En poursuivant la lecture des contrats d’apprentissage que j’ai relevés, j’ai lu cette clause dérangeante. Puis, j’ai tenté de la comprendre, et merci de me faire part de vos suggestions.

Qu’est ce qu’un tailleur d’habits peut bien avoir à réaliser de si urgent, qu’il faille travailler de nuit en cas de nécéssité ?

Je vois la tenue de deuil, car dans ce cas, le tailleur n’avait que quelques heures, puisqu’à cette époque les inhumations ont lieu dans les 24 h qui suivent le décès.

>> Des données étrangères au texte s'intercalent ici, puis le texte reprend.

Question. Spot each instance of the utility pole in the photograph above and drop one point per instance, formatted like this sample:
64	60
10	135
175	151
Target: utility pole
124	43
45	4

Lorsque j’étais jeune, dans les années 1950, on portait toujours des vêtements de deuil, de couleur noire, et rien d’autre, souvent durant toute une année voire plus. Avez vous des souvenirs de ce type, car il semble bien que cette coutume soit en voie de disparition ?
Je crois qu’autrefois on portait des tenues de deuil, car j’ai trouvé à Angers un acte notarié par lequel une veuve payait son tailleur d’habits d’une telle toilette. Le montant était élevé, mais la dame cherchait en fait à se remarier… et la toilette de deuil devait être à la fois noire et coquette, bien que le contrat ne précise pas la couleur….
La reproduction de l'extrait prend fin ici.